Verifying for what \(N\) a given observational model is well approximated by asymptotic behavior, however, is no trivial task. Simpler models will converge to the asymptotic limit faster and hence be well approximated with smaller \(N\), while more complex models will typically require larger \(N\). Working out the exact details of this convergence, however, requires serious mathematical tools.

Perhaps more importantly, the assumption that the observational model contains the true data generating process can obstruct the applicability of the asymptotic limit altogether. Recall that observational models are themselves often crude approximations to the true data generating process. For small \(N\) the observation will be only weakly informative and we can’t resolve the system well enough to notice the approximation. As we collect more components and \(N\) increases, however, our observations become informative enough that we can resolve the limitations of the observational model. In other words, as we try to escape to the asymptotic limit the assumption that the observational model contains the true data generating process become harder and harder to justify.

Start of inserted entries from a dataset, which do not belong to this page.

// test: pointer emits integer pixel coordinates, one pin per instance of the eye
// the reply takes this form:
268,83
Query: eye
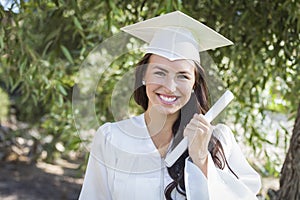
160,73
183,76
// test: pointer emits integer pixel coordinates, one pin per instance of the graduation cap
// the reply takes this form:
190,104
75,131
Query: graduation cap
176,36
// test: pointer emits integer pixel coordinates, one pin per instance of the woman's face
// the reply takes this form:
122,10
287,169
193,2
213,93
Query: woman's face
169,83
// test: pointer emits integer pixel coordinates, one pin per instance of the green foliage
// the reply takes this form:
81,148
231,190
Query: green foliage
4,103
43,46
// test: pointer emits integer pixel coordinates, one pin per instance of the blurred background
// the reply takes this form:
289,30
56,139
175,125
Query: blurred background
44,43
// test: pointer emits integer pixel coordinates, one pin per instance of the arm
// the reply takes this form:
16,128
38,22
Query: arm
222,184
95,186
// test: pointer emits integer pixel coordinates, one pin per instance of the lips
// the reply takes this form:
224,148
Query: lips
167,99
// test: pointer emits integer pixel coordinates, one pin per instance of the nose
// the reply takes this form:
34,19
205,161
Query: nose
170,85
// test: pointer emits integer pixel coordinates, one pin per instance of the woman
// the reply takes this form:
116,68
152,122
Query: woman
127,157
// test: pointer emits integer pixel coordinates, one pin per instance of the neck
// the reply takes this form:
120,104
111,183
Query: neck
158,122
160,129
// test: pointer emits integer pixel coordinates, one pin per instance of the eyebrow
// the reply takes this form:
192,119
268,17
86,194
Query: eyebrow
181,72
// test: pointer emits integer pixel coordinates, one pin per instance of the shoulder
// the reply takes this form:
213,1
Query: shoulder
127,129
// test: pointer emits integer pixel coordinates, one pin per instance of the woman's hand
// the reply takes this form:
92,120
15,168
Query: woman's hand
198,132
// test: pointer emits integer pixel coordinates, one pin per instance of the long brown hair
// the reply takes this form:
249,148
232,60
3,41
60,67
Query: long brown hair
198,103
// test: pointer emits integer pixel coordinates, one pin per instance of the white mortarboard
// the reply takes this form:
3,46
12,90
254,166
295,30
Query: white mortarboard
176,36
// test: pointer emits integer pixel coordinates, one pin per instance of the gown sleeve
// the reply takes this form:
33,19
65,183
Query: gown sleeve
95,184
222,184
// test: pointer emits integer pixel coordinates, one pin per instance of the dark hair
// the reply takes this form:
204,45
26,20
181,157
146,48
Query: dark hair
198,103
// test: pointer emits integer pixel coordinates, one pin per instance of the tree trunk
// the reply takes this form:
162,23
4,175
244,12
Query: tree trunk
290,172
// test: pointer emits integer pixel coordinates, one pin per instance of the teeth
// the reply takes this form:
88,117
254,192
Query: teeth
168,99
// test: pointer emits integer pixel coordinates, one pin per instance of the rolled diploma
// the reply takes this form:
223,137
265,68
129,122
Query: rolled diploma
212,113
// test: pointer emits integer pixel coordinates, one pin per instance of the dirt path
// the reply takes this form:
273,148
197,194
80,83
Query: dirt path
41,181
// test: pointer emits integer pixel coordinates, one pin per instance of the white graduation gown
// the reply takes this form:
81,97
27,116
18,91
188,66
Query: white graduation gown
125,164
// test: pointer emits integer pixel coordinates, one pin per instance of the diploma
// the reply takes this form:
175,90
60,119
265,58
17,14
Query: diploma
212,113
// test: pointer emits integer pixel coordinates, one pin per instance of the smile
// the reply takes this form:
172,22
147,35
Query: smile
167,99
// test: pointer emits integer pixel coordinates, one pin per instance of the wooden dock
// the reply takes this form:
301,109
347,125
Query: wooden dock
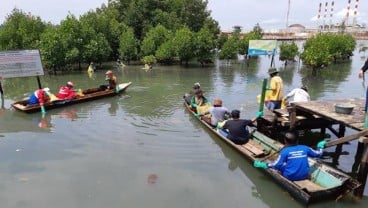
321,115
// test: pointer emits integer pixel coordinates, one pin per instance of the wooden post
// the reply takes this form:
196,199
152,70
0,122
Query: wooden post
263,95
1,89
363,173
338,149
292,116
358,155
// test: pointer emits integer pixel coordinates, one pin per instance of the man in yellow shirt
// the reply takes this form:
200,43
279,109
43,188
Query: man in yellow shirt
276,87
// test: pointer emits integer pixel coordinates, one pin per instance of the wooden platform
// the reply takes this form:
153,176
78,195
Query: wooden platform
326,110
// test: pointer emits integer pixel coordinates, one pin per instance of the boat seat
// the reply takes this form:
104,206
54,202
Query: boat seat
308,185
254,148
19,106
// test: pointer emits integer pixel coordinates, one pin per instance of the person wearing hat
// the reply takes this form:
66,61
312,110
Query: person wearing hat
198,99
67,91
235,129
110,77
361,75
217,112
292,161
188,96
91,68
298,95
276,87
40,96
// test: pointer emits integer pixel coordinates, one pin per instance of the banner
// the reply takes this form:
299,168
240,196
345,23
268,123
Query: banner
24,63
262,47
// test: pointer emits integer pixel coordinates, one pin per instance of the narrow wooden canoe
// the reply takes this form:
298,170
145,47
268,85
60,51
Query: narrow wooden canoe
325,182
89,94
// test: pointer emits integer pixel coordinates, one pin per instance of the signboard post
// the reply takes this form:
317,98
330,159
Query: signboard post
262,47
21,63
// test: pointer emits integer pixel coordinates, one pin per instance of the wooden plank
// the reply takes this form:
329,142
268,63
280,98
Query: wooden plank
254,148
347,138
309,185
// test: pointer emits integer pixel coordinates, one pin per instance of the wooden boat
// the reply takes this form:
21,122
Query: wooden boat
325,182
88,95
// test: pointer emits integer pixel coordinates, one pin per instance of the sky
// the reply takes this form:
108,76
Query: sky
270,14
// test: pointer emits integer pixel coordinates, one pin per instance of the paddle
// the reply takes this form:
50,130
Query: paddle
347,138
263,95
273,154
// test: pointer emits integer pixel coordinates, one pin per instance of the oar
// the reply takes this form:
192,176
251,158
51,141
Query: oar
273,154
263,95
347,138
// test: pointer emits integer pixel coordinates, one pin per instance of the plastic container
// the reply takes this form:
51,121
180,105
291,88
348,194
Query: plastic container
344,108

Consider, for example, an observational model where we ignore any heterogeneity in the processes that generate each component of the observation so that we need only a few, fixed parameters. For sufficiently many components the asymptotic limit will well-approximate the homogenous observational model. In that limit, however, our inferences for the fixed parameters become precise enough that we become sensitive to the heterogeneity that we ignored. Even though the homogenous observational model converges to the asymptotic limit it diverges from the true data generating process and the limit becomes largely irrelevant.

The ultimate utility of the asymptotic limit depends on the existence of a moderate \(N\) for which the observational model converges close enough to the asymptotic limit without diverging too far from the true data generating process. Demonstrating that such an \(N\) exists, and then identifying it if it does, in a particular application is an extremely challenging task.

Still, frequentist asymptotics have become the norm in many applied fields because of their easy implementation, especially if the underlying assumptions aren’t examined too closely. Indeed frequentist inference has become so tightly bound to the asymptotic limit in much of the academic literature it becomes the basis for unfounded comparisons to Bayesian methods.

A common refrain is that frequentist methods are significantly less computationally demanding than Bayesian methods. This comparison, however, is between not the general application of the two methodologies but rather frequentist methods in the asymptotic limit and general Bayesian methods without the luxury of that limit. A single optimization through the model configuration space is undoubtable less computationally demanding than the survey of the model configuration space needed to accurately approximate posterior expectation values, but this isn’t a balanced comparison.

The asymptotic limit drastically simplifies the structure of the observational model, reducing the burden of both frequentist and Bayesian computation. In the asymptotic limit we no longer need to rely on the general Bayesian tools for computing posterior expectations and can instead utilize approximate algorithms that exploit the asymptotic structure. If the limit well approximates the observational model in a given application then any fair comparison has to allow both methodologies to take advantage in which case the computational burden becomes practically equivalent.

On the other hand, if the asymptotic limit poorly approximates the observational model then we have to rely the general frequentist and Bayesian methodologies. Here we can no longer rely on the asymptotic calibration of maximum likelihood estimators and instead have to engineer bespoke estimator and go through the costly calibration process in its entirety. In comparison, building and calibrating a Bayesian model is often much less computationally demanding.